"Devotedly, madame."

"Then, surely, Suzanne, I should not receive this epistle. What did I do with his--ah--former notes?"

I had made a most egregious blunder. An expression of amazement came into the French maid's mobile face.

"But, madame, this is the first one, is it not? I know of no others, madame."

There was a gleam of suspicion in the girl's eyes. It was evident that, for a moment, she suspected my dear Caroline of a lack of straight-forwardness. Impulsively I tore Romeo's note into a dozen fragments.

"There, Suzanne." I cried, in a triumphant treble, "my alibi is perfect. Who wrote this note I do not know. What he had to say I do not care. If you can get word to him, girl, tell him that if he comes prowling around my balcony again I'll have--ah--Reginald pull his nose for him.

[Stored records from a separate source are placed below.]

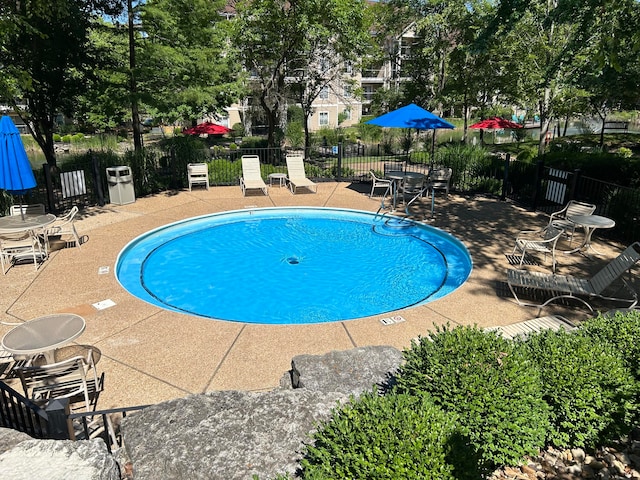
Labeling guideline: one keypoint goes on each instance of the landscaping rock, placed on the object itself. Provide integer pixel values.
(59, 460)
(9, 438)
(225, 435)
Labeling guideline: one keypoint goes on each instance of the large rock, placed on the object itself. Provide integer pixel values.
(9, 438)
(224, 435)
(59, 460)
(350, 371)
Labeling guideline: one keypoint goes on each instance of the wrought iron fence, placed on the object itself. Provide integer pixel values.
(535, 186)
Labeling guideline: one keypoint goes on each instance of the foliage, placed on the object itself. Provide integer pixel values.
(186, 66)
(395, 436)
(586, 385)
(46, 59)
(472, 373)
(620, 331)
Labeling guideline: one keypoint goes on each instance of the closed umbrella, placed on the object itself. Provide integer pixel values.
(16, 175)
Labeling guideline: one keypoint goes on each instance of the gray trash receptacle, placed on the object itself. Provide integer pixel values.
(120, 182)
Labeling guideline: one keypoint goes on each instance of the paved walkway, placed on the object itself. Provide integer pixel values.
(151, 355)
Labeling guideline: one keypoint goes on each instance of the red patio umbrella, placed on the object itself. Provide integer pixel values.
(208, 128)
(495, 123)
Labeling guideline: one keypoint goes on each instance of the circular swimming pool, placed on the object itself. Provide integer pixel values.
(298, 265)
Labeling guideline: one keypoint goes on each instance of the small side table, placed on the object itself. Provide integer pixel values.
(281, 177)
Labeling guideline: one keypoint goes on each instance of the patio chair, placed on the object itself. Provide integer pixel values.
(63, 226)
(377, 182)
(75, 378)
(19, 247)
(251, 177)
(565, 286)
(393, 167)
(198, 174)
(561, 218)
(33, 209)
(439, 179)
(296, 175)
(540, 241)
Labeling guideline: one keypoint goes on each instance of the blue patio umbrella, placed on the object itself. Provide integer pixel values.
(411, 116)
(16, 175)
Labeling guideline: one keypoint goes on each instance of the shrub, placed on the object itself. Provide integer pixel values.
(586, 386)
(395, 436)
(621, 332)
(490, 383)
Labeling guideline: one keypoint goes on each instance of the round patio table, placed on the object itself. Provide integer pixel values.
(43, 335)
(590, 223)
(397, 177)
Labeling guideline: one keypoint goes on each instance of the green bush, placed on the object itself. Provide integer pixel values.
(395, 436)
(621, 332)
(586, 385)
(490, 383)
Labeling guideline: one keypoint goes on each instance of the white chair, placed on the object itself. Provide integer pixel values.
(33, 209)
(566, 286)
(439, 179)
(75, 378)
(198, 174)
(63, 226)
(251, 177)
(18, 247)
(377, 182)
(296, 174)
(560, 219)
(540, 241)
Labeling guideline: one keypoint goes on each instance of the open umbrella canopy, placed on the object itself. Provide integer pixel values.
(495, 123)
(16, 175)
(410, 116)
(208, 128)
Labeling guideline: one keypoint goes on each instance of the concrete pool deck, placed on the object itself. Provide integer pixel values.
(150, 355)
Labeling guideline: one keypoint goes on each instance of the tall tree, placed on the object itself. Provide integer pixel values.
(45, 56)
(186, 67)
(295, 49)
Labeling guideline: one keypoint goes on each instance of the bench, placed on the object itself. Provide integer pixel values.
(624, 126)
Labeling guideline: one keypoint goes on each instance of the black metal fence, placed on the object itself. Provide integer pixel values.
(84, 182)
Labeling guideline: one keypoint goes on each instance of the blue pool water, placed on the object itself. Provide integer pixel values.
(292, 265)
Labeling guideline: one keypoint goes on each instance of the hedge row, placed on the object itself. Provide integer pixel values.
(468, 401)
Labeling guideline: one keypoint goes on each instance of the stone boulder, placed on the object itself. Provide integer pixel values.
(59, 460)
(349, 371)
(225, 435)
(9, 438)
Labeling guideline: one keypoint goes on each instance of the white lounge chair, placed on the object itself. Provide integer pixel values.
(251, 177)
(198, 174)
(540, 241)
(439, 179)
(63, 226)
(296, 175)
(75, 378)
(566, 286)
(377, 182)
(561, 218)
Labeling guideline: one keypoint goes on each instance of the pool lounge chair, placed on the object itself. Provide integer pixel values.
(566, 286)
(251, 177)
(296, 176)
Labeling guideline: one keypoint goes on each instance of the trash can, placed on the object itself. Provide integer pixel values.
(120, 182)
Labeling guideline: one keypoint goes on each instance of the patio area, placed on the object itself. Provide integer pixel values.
(150, 355)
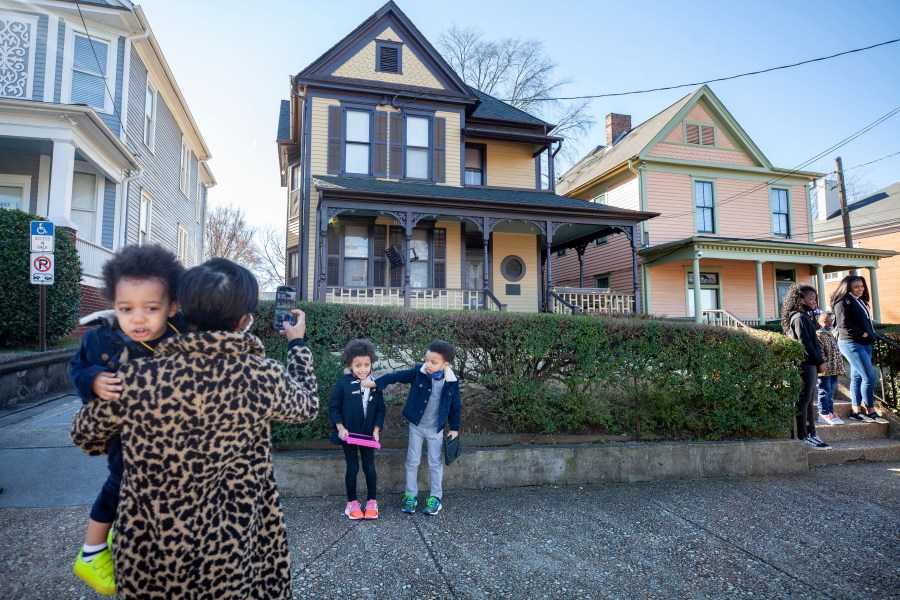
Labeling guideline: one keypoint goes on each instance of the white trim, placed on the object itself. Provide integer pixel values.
(50, 60)
(43, 206)
(111, 63)
(23, 181)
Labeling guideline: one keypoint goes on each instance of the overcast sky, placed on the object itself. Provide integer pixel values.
(232, 61)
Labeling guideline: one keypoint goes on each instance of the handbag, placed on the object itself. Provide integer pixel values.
(452, 449)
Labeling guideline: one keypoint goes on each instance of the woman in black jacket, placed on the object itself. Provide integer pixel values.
(799, 302)
(850, 303)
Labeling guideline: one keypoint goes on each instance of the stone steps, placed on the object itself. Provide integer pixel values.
(882, 450)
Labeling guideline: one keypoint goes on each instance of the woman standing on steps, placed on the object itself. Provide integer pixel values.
(850, 303)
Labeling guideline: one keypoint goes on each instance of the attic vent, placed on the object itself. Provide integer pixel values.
(702, 135)
(389, 59)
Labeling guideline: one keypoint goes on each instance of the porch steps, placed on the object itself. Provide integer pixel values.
(855, 441)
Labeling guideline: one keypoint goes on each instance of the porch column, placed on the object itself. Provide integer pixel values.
(698, 303)
(760, 298)
(820, 282)
(407, 251)
(876, 303)
(62, 176)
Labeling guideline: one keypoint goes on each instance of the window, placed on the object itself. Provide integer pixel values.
(781, 225)
(150, 98)
(703, 135)
(84, 205)
(388, 57)
(357, 149)
(15, 192)
(90, 62)
(417, 147)
(704, 205)
(185, 167)
(709, 292)
(146, 216)
(475, 162)
(182, 244)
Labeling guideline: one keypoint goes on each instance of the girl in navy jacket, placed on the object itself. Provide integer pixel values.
(357, 409)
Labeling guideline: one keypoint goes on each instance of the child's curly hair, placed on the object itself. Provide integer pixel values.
(142, 262)
(358, 348)
(445, 349)
(793, 301)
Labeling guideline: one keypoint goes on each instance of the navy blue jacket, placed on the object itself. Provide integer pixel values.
(420, 393)
(345, 407)
(104, 349)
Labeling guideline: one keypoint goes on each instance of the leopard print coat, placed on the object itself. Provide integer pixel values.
(199, 515)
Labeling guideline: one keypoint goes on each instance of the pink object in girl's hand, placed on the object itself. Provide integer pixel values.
(359, 439)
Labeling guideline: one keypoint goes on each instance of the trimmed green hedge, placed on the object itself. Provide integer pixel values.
(20, 305)
(541, 373)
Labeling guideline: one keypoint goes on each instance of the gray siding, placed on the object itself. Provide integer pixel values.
(109, 214)
(20, 163)
(161, 169)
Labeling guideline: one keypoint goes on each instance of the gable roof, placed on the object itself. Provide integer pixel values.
(321, 70)
(642, 138)
(880, 209)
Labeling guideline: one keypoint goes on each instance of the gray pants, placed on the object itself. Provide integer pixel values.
(435, 442)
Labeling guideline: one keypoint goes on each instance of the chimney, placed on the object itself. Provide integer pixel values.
(616, 125)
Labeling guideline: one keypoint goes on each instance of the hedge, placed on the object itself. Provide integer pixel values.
(542, 373)
(19, 306)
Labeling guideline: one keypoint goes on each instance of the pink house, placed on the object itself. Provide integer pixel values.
(734, 232)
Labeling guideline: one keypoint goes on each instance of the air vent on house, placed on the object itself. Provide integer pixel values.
(703, 135)
(389, 59)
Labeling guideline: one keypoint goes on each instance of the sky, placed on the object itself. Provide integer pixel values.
(233, 63)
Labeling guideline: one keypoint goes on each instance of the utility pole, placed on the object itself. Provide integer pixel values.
(842, 196)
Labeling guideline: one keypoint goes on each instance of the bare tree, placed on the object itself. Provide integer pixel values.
(518, 71)
(228, 235)
(269, 246)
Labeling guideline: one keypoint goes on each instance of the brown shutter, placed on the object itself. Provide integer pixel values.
(335, 138)
(692, 134)
(396, 146)
(439, 156)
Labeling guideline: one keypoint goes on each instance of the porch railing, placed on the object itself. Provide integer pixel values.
(722, 318)
(448, 299)
(92, 257)
(592, 300)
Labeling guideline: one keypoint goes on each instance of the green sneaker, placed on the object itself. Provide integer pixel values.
(432, 506)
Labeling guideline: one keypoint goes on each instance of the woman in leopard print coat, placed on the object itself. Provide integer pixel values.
(199, 515)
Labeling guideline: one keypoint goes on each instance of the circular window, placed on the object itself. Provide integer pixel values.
(513, 268)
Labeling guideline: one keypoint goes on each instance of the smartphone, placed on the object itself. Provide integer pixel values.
(285, 302)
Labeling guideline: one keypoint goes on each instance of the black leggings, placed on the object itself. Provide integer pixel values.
(368, 460)
(806, 407)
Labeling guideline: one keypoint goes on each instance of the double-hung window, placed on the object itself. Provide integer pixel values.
(704, 207)
(418, 147)
(90, 63)
(781, 223)
(358, 142)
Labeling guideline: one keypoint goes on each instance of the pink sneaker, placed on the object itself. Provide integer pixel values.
(353, 511)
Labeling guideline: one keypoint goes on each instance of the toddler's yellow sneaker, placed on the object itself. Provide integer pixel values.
(98, 573)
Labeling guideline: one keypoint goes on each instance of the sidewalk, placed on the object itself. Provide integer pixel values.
(831, 533)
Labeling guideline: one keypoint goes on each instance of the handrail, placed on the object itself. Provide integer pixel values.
(727, 318)
(489, 294)
(575, 310)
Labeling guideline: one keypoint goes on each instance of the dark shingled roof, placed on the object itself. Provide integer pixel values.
(284, 121)
(492, 108)
(399, 188)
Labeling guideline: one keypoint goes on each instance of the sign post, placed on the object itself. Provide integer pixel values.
(43, 243)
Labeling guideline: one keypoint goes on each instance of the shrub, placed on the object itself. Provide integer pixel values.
(20, 307)
(540, 373)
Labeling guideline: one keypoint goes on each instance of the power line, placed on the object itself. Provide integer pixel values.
(683, 85)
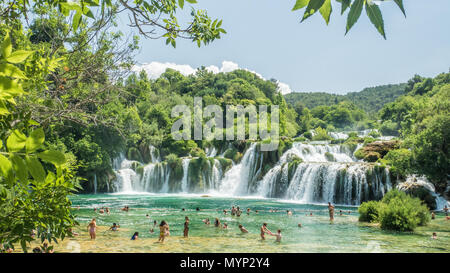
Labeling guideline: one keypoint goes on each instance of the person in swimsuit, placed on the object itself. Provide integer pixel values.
(331, 211)
(217, 222)
(114, 227)
(233, 211)
(186, 227)
(264, 230)
(278, 235)
(92, 227)
(242, 228)
(163, 231)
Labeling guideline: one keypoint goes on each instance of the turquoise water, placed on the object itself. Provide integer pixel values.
(317, 234)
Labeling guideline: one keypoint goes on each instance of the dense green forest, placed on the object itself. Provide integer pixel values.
(68, 106)
(370, 99)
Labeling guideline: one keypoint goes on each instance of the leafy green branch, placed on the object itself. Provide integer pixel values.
(355, 9)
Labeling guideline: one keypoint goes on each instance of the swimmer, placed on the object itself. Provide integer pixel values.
(264, 230)
(163, 231)
(242, 228)
(114, 227)
(186, 227)
(278, 235)
(331, 211)
(92, 228)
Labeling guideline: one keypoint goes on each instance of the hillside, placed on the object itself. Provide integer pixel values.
(370, 99)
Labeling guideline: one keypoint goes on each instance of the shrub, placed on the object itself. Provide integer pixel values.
(399, 160)
(402, 212)
(369, 211)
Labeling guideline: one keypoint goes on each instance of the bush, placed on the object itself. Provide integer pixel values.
(369, 211)
(402, 212)
(396, 211)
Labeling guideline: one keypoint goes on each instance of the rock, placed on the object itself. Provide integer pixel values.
(381, 147)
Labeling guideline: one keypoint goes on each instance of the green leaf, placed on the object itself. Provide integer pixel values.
(76, 20)
(35, 140)
(55, 157)
(18, 56)
(16, 141)
(6, 46)
(326, 10)
(344, 5)
(35, 168)
(20, 168)
(10, 87)
(300, 4)
(12, 71)
(313, 7)
(374, 14)
(5, 166)
(400, 5)
(353, 15)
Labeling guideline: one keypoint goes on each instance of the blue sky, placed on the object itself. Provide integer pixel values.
(265, 36)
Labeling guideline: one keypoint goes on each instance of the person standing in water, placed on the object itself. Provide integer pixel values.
(278, 235)
(264, 230)
(186, 227)
(92, 227)
(163, 231)
(242, 228)
(331, 211)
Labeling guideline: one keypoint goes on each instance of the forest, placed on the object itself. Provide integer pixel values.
(69, 105)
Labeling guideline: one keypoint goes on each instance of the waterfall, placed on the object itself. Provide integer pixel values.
(311, 172)
(95, 183)
(236, 180)
(184, 181)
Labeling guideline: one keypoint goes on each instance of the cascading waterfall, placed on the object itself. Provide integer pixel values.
(327, 173)
(184, 181)
(237, 179)
(313, 172)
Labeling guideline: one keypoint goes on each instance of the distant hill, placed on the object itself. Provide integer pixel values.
(370, 99)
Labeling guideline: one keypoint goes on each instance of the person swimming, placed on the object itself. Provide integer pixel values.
(331, 211)
(163, 231)
(264, 230)
(243, 229)
(114, 227)
(92, 227)
(277, 235)
(186, 227)
(233, 211)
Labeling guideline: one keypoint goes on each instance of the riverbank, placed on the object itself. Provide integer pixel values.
(317, 234)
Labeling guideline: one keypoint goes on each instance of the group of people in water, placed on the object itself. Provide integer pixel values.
(164, 226)
(235, 211)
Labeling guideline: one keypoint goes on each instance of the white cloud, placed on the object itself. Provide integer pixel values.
(155, 69)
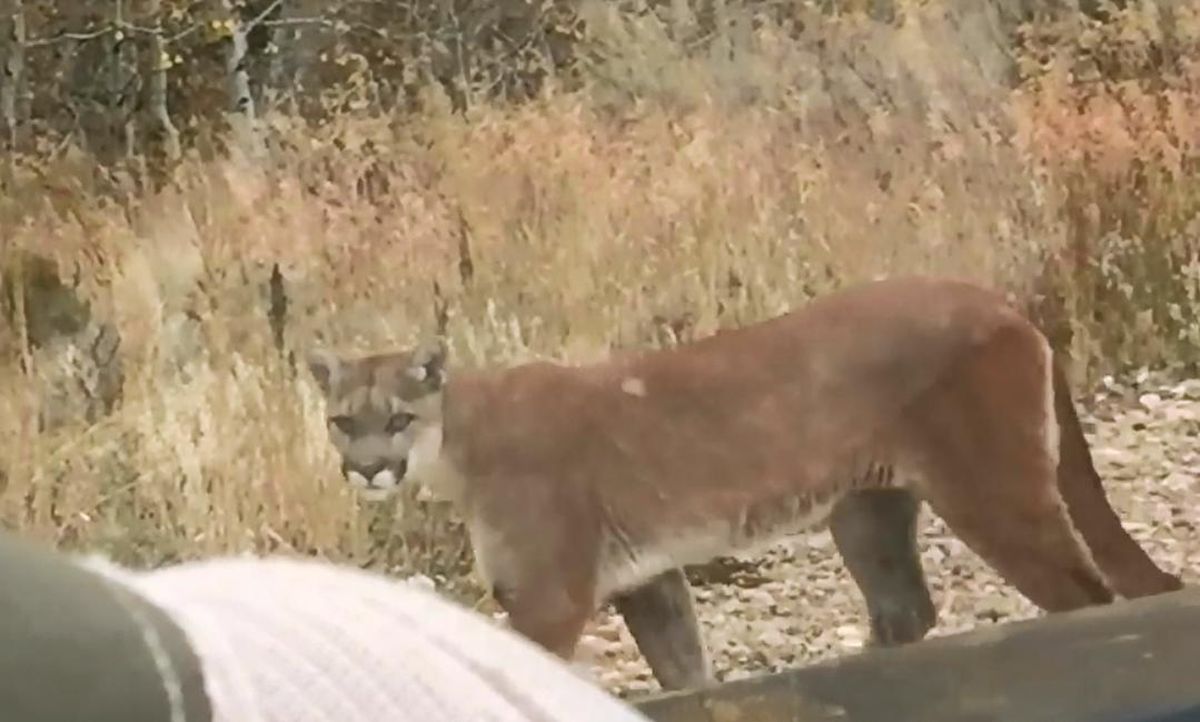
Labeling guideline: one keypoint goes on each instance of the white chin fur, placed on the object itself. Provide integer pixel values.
(373, 494)
(381, 486)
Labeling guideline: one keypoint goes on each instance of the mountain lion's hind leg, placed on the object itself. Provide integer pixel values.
(987, 444)
(547, 612)
(875, 531)
(661, 618)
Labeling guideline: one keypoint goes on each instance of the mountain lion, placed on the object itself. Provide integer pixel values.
(585, 483)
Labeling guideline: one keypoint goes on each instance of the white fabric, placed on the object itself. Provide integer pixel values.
(297, 641)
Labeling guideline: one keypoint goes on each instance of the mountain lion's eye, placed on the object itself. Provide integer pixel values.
(399, 422)
(343, 423)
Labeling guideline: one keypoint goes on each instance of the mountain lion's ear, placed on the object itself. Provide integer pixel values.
(325, 367)
(427, 363)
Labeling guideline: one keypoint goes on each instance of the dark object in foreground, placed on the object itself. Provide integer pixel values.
(1132, 661)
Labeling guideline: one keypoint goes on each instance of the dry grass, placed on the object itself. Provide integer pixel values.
(585, 223)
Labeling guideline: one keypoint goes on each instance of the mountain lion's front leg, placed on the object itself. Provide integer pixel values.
(663, 620)
(875, 531)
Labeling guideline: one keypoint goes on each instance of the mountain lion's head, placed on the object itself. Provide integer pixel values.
(383, 410)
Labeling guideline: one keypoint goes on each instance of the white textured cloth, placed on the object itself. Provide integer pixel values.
(294, 641)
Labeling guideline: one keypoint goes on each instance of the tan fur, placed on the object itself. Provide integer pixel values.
(593, 482)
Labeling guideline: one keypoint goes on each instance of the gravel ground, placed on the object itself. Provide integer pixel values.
(802, 606)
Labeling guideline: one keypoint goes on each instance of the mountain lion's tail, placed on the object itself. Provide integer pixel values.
(1129, 571)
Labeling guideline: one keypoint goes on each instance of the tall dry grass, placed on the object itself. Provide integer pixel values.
(562, 228)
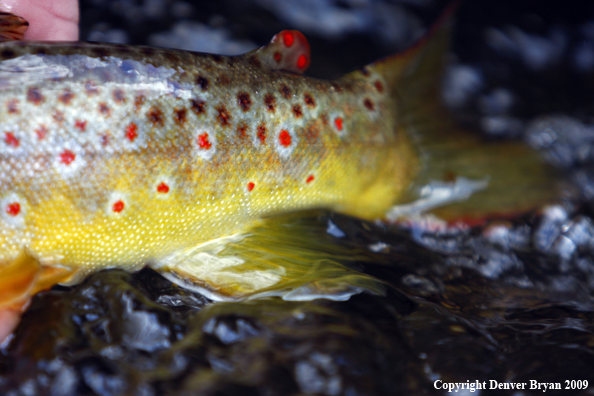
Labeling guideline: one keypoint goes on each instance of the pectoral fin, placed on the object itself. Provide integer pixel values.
(21, 278)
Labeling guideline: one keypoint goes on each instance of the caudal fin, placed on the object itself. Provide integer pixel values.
(462, 176)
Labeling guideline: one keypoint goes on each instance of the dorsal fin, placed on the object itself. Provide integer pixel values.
(288, 50)
(12, 27)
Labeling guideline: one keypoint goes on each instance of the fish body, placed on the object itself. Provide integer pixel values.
(123, 156)
(119, 155)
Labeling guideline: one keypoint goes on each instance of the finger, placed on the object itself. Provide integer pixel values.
(48, 19)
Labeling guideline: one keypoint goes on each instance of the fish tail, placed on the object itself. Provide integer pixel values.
(461, 176)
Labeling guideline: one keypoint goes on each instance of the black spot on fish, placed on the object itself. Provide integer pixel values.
(297, 111)
(179, 116)
(255, 61)
(155, 115)
(285, 91)
(223, 116)
(34, 96)
(369, 104)
(198, 106)
(202, 82)
(244, 101)
(118, 96)
(270, 102)
(337, 87)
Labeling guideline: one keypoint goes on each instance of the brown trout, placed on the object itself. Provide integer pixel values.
(113, 155)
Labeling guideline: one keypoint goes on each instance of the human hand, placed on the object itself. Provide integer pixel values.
(48, 19)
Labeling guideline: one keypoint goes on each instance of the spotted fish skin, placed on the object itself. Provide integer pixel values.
(116, 155)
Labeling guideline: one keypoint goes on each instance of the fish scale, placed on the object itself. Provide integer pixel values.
(117, 156)
(95, 130)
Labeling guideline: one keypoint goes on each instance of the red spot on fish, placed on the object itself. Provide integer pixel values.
(179, 115)
(284, 138)
(309, 100)
(67, 156)
(13, 208)
(242, 131)
(118, 96)
(203, 141)
(270, 102)
(286, 91)
(255, 61)
(223, 115)
(132, 132)
(163, 188)
(11, 140)
(338, 123)
(103, 108)
(58, 116)
(12, 106)
(244, 101)
(81, 125)
(198, 106)
(34, 96)
(66, 97)
(369, 104)
(301, 61)
(262, 133)
(41, 132)
(118, 206)
(288, 39)
(155, 116)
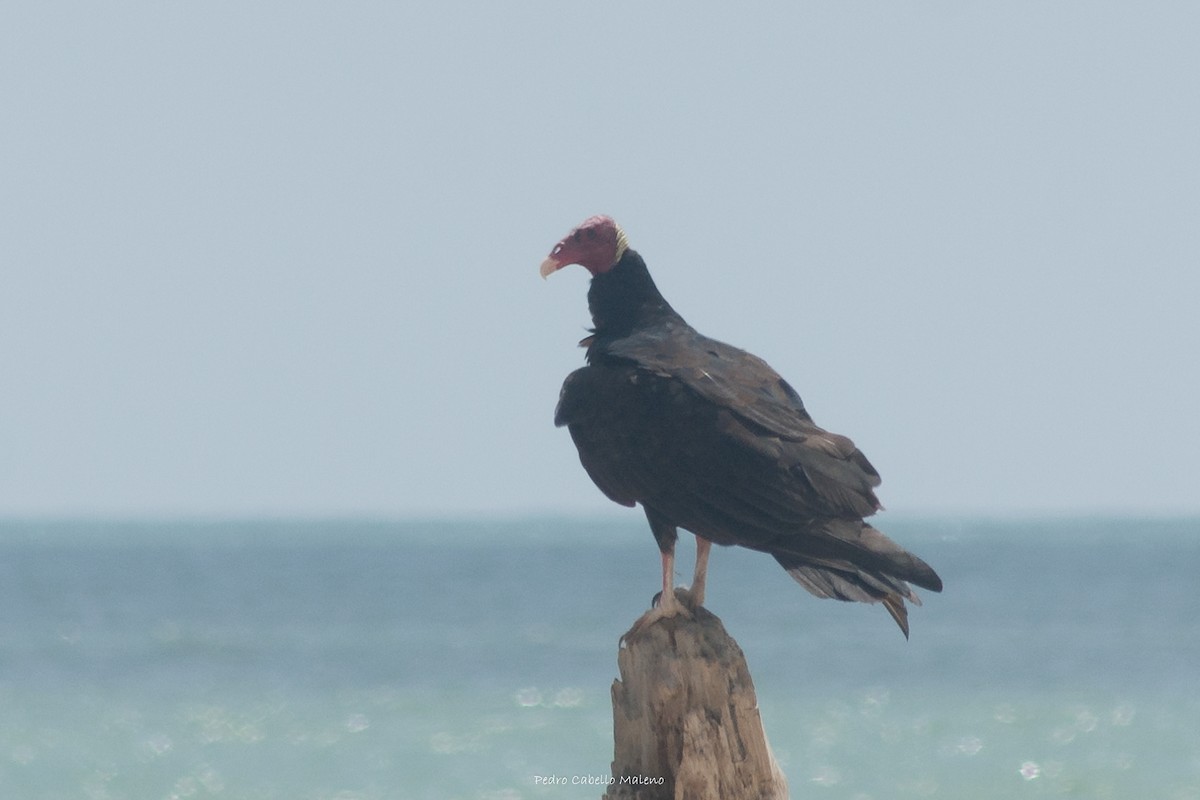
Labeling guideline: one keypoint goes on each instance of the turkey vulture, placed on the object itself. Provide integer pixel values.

A bas Romeo!"

"But, madame," murmured Suzanne, evidently pained by my flippant fickleness and fickle flippancy, "monsieur, the writer of the note, dines here to-night, you know."

"The deuce he does, girl!" I cried, impulsively, making as if to pull my beard, and bruising my spirit against new conditions. "Who are our guests? Edgerton and his wife. It can't be Edgerton. He's not a blooming idjit. Van Tromp? Dear little Van Tromp! It must be Van Tromp. Oh, Van Tromp, Van Tromp, wherefore art thou, Romeo? Van Tromp's the man, eh, Suzanne?"

Caroline's maid was red and tearful.

"Madame is so strange this morning," she complained. "It was Mr. Van Tromp's man who brought the note, madame."